There are things that really ought to happen within your book if you want it to be any good. It would do well to have:

– A beginning, a middle, and an end

– Characters with their own personalities, motivations, and all that other good stuff that makes them come across as people rather than just words on a page or girls who beat up on bison

– Action of one kind or another (because a novel is a heck of a long time to watch paint dry. …unless there’s a lot more drama going on with that paint that I’m imagining, right now. Convince me)

– Something that makes the readers feel something (gladness, sadness, indignation, surprise, horror, relief, whatever – just get them emotionally invested, and you’re winning!)

These are some of the basic marks that we writers aim to hit, no matter the overall plot, the genre, the target audience. Then there’s the stuff that we just feel like throwing in there somewhere because, come on, wouldn’t it be cool? Random things like:

What about some chick in chainmail attempting a Spider-Man pose? Think we can work that in, at some point?
What about some chick in chainmail attempting a Spider-Man pose? Think we can work that in, at some point?

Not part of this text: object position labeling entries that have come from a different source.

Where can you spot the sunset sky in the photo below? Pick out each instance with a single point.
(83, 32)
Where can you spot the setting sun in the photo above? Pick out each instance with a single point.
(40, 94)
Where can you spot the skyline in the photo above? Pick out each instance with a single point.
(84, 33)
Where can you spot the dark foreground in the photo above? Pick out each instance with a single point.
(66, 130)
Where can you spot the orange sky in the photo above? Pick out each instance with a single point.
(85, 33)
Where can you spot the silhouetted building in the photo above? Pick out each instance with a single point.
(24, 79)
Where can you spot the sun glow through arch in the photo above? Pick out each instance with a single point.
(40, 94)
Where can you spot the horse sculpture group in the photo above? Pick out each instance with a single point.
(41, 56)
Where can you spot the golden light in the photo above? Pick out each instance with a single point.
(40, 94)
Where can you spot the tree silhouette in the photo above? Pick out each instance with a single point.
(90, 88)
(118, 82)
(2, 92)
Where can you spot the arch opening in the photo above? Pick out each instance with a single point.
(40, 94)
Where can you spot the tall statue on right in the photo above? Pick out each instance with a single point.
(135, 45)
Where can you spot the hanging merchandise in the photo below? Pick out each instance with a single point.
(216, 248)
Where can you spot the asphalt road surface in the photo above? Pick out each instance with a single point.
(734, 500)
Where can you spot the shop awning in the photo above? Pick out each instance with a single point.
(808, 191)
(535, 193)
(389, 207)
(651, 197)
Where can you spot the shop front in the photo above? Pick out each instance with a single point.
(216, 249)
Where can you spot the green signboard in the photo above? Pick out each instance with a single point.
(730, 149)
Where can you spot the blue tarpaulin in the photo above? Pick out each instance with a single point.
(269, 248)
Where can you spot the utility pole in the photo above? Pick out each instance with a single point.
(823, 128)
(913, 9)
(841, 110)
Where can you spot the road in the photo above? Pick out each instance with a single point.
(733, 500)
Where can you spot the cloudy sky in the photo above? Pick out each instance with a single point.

– Dragons whose singing brings the sun up in the morning

– Swashbuckling with swords forged in Death’s own blood

– Somebody named [insert the coolest name you ever thought of here]

– A sweet romance between the royal heroine and the guy who tests her food for poison

– That one inside joke that no one will get except for you and your friend, but that’s okay because you don’t need that context for it to make sense within the plot

It is fully possible to combine these two lists into one fantastic story. So long as we writers get done what we need to, we can build whatever we want around it – even the crazy stuff like Peter Pan flight, teleportation to Disney World, and waking up as Allyn-a-Dale.

Fiction is flexible like that. Life can be, too, in its own realty-bound way. Thank goodness for that, or I’d have to feel really terrible about how one thing or another on my To-Do Lists so often get put off until another day.